Flight Engineers Anton Shkaplerov and Oleg Kononenko performed leak checks and reviewed undocking procedures to prepare the ISS Progress 45 cargo ship for its departure. It is set to undock from the Pirs docking compartment at 5:10 p.m. EST on Monday for a destructive re-entry in the Earth’s atmosphere.

The Progress will depart the orbital complex with its hatch open in order to deploy a small 88-pound nanosatellite called Chibis-M. The deployment will occur at 6:19 p.m. on Tuesday after the Progress separates from the station. Chibis-M will remain in orbit for at least four years studying the interaction of plasma waves with the ionosphere.

Commander Dan Burbank updated software on the spare COTS UHF Communications Unit which will be used to communicate with visiting commercial spacecraft, such as the SpaceX Dragon cargo ship. He also performed maintenance on the Microgravity Science Glovebox (MSG) in the Destiny laboratory.

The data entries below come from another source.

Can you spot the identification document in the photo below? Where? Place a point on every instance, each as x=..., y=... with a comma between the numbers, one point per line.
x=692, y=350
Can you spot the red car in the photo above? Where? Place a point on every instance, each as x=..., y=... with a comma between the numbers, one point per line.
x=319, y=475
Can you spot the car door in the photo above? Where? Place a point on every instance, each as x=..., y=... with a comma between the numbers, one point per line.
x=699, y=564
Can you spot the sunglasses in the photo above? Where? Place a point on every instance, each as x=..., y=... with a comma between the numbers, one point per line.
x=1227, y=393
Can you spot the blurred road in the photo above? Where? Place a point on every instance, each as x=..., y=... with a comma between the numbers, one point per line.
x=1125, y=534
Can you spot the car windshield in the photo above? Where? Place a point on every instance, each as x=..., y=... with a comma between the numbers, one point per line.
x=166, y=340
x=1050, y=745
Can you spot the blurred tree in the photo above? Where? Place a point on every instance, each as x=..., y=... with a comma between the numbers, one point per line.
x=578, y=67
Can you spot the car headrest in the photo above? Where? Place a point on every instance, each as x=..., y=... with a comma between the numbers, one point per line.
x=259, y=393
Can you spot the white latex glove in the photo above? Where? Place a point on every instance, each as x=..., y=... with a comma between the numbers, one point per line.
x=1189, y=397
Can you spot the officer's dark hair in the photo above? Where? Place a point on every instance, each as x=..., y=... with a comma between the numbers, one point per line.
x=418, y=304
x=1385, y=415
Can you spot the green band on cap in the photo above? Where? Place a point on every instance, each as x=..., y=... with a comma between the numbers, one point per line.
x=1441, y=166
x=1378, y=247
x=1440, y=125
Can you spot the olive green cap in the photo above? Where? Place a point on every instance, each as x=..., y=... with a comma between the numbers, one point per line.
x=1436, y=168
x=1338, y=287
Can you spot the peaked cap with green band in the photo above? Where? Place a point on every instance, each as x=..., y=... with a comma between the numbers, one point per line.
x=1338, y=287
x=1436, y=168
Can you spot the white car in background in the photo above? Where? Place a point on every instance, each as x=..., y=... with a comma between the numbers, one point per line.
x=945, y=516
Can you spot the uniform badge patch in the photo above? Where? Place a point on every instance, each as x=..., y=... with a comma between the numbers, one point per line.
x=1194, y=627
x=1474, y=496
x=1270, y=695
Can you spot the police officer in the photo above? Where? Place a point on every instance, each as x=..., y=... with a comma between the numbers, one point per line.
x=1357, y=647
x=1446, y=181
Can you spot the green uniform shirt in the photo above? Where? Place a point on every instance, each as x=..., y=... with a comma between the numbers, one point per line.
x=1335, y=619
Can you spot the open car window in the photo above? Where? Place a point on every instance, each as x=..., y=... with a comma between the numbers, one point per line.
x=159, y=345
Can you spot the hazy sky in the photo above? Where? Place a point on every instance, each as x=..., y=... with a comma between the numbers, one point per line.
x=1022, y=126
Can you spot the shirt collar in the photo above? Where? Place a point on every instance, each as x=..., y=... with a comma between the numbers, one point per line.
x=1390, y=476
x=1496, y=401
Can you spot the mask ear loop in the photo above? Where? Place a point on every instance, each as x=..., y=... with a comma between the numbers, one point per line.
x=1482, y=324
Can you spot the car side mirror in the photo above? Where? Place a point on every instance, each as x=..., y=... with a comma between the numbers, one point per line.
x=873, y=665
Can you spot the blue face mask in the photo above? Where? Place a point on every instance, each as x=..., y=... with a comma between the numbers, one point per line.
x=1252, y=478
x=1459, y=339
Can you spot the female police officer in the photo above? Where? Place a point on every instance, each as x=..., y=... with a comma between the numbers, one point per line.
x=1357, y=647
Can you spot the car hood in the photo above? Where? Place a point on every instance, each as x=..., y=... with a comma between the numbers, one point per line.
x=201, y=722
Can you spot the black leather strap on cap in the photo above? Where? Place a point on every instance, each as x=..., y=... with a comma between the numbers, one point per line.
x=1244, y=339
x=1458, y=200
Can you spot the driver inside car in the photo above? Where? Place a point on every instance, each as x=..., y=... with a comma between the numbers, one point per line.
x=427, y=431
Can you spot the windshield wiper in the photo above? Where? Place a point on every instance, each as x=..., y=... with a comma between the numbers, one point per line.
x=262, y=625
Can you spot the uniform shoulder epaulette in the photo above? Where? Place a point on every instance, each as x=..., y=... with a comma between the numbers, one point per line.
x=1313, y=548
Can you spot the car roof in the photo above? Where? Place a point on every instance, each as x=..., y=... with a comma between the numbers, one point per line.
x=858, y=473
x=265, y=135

Flight Engineer Andre Kuipers performed sound level measurements to ensure equipment sound levels are within safe ranges. He also analyzed water samples and performed maintenance on the station’s Water Recovery System, or WRS, which recycles urine to produce potable water.

Flight Engineer Don Pettit worked on the recertification of the MSG throughout the day and gathered Structure and Liftoff Combustion Experiment, or SLICE, hardware for installation into the MSG on Friday. Pettit also scanned his thigh and calf for the Sprint study. That experiment, in conjunction with guidance from the ground team, evaluates the use of exercise to minimize muscle and bone loss.

Controllers on the ground continued ongoing remote robotics work, commanding the Canadarm2 and Dextre to survey an experiment installed on the exterior of the station during the STS-134 mission.